Colonel S. D. Goswami, a spokesman for the Indian army, said Pakistani troops had opened “unprovoked fire” Wednesday evening targeting Indian positions in Poonch sector along the Line of Control (LoC), some 200 kilometres (125 miles) southwest of the main city of Srinagar.
“Pakistani troops violated the ceasefire again during which our soldier was injured who died later,” Goswami told AFP, adding that the Indian side had returned fire.
A border ceasefire agreement signed by the neighbours in 2003 has largely held, but both frequently accuse each other of breaching it.
Pakistani officials blamed Indian forces for killing four civilians on July 15 and 16, one in Kashmir itself and three near the town of Sialkot close to the border.
Earlier in July, India accused Pakistan of killing two border guards and one civilian in Kashmir.
Media reports have also said that the attackers behind an assault on a police station in India’s Punjab province on Monday, which left 10 people dead, may have travelled from Kashmir.
The Himalayan region has been divided between India and Pakistan, but claimed in full by both, since the two countries gained independence from Britain in 1947.

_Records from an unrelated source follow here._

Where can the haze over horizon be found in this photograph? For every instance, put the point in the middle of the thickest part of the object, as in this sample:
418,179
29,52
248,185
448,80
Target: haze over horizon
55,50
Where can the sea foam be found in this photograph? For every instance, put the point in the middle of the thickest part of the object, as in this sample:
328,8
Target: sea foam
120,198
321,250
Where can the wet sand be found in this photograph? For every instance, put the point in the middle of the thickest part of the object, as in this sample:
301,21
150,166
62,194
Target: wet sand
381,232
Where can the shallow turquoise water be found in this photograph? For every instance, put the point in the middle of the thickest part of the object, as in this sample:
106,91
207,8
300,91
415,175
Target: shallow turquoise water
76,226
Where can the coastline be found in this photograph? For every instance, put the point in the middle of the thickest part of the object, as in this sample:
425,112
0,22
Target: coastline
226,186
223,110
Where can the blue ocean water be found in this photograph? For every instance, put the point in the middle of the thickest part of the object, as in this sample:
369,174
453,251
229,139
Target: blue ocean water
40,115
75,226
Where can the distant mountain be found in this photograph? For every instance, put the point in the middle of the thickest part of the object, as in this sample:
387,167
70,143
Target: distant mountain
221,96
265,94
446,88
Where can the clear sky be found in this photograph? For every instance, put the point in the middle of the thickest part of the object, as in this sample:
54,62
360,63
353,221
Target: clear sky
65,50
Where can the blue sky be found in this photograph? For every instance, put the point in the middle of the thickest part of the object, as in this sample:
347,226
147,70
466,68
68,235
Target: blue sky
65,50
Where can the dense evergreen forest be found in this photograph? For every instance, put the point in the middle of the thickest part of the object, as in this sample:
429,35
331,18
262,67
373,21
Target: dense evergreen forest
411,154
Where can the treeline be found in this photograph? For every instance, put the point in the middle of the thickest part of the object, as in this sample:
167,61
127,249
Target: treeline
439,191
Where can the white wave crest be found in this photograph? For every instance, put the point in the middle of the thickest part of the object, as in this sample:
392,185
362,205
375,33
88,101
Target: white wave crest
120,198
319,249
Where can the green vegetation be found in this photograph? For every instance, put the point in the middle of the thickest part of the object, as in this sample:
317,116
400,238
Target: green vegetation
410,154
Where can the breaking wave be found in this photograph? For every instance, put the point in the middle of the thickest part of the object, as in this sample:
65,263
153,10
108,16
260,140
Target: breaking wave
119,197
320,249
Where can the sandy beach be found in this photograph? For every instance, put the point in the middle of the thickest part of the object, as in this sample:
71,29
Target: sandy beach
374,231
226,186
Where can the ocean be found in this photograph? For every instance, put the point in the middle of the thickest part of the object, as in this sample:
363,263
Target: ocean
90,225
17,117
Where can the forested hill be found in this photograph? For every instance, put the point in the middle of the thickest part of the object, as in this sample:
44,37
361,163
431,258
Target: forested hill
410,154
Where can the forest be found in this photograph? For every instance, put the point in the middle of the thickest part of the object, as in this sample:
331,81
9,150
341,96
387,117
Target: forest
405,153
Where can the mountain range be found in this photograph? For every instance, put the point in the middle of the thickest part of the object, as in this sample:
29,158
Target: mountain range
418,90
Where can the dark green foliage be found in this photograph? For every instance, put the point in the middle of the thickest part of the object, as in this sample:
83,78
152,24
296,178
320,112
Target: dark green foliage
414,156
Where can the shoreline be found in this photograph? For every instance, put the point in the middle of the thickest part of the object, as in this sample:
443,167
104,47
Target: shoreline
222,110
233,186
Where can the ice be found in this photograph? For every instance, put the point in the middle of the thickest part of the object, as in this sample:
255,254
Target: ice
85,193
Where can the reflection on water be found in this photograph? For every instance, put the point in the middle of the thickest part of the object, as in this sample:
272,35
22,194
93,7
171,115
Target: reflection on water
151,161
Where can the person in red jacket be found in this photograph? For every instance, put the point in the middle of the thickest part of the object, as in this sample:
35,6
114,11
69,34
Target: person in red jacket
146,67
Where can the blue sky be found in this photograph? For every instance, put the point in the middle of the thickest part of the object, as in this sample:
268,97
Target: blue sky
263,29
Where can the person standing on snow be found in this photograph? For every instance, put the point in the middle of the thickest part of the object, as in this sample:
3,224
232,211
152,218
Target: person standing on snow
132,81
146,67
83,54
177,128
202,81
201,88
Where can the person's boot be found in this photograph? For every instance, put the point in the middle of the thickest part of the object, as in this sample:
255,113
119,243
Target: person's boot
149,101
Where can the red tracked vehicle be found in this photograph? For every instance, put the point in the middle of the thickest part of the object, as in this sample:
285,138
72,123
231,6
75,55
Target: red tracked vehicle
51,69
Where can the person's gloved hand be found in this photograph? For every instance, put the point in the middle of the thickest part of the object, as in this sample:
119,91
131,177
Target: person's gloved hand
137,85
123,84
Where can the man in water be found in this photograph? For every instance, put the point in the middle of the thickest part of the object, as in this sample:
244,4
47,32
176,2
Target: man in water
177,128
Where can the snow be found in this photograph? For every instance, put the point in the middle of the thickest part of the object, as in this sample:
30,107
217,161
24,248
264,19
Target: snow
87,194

The Muslim-majority territory is a major source of bitterness in their relationship, but Indian Prime Minister Narendra Modi and his Pakistani counterpart Nawaz Sharif spoke for about an hour while visiting the city of Ufa in Russia for a summit on July 10.
Since 1989 several rebel groups have been fighting hundreds of thousands of Indian forces deployed in the region, for independence or a merger of the territory with Pakistan.
The fighting has left tens of thousands, mostly civilians, dead.